Inzwischen ist es etabliert, rund 1.000 Mal im Monat werden Rufbusse angefordert. Die Nachfrage zeige deutlicher als jede Umfrage, wo der eigentliche Transportbedarf besteht. Landrat Löffler versteht die neue Organisation als „atmendes System“. So können bei hoher Nachfrage neue Linien dazukommen – oder bei zu geringer Nachfrage eingestellt werden. Seit diesem Monat gibt es ein neues Angebot speziell für Jugendliche, das 50-50-Taxi.

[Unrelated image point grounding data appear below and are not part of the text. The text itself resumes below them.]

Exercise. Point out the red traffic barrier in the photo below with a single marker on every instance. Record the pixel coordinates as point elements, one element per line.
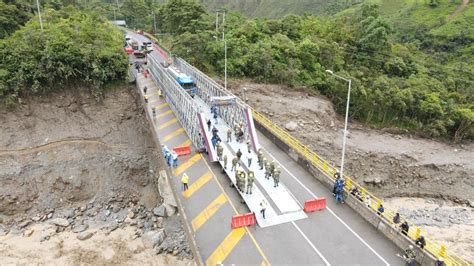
<point>185,150</point>
<point>315,205</point>
<point>242,220</point>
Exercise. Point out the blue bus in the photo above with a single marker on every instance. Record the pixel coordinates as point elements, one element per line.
<point>185,81</point>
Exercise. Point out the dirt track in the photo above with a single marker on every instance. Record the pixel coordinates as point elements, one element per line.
<point>390,163</point>
<point>72,166</point>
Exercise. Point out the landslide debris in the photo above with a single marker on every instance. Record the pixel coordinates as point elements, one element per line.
<point>77,174</point>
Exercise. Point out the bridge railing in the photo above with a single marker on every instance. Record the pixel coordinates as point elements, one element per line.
<point>179,101</point>
<point>207,88</point>
<point>436,249</point>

Hier übernimmt der Landkreis die Hälfte der Taxikosten für Jugendliche zwischen 16 und 27 Jahren, wenn zu später Stunde der Einsatz eines Busses unrentabel ist. „Nach den zwei Coronajahren wollen die jungen Leute auch mal wieder feiern, dafür brauchen wir ein Beförderungsangebot“, sagt Löffler.
Sein Saalfelder Amtskollege Marko Wolfram nutzte die Gelegenheit, um Anknüpfungsmöglichkeiten für Verbindungen von Lehesten etwa nach Steinbach am Wald auszuloten. „An mich wurde aus dieser Region der Wunsch für eine Busverbindung herangetragen, zum Einkaufen aber auch zum Arbeiten“, sagte Wolfram. Derzeit fährt KomBus von Bad Lobenstein nach Lehesten, dann geht es zurück nach Bad Lobenstein. „Statt in Lehesten Standzeiten zu haben, könnten wir nach Steinbach am Wald weiterfahren“, erklärt Dirk Bergner. Ob dann tatsächlich Fahrgäste die Verbindung auch nutzen, könne nur die Praxis zeigen, lauten die Kronacher Erfahrungen. Auch für die Einrichtung weiterer Rufbuslinien im Landkreis Saalfeld-Rudolstadt, im Schiefergebirge und im Schwarzatal, hatten die Kronacher eine klare Empfehlung: „Einfach ausprobieren!“
Zwei wichtige Erkenntnisse hätten sie aus den beiden Jahren mitgenommen: die Mundpropaganda bei neuen Angeboten sei unbezahlbar und bei den Rufbussen sei der persönliche Kontakt am Telefon entscheidend, weshalb auf eine Rufbus-App bisher verzichtet wird. „Sie können am Telefon das System erklären und bekommen noch eine direkte Rückmeldung von den Kunden“, fasst Löffler zusammen.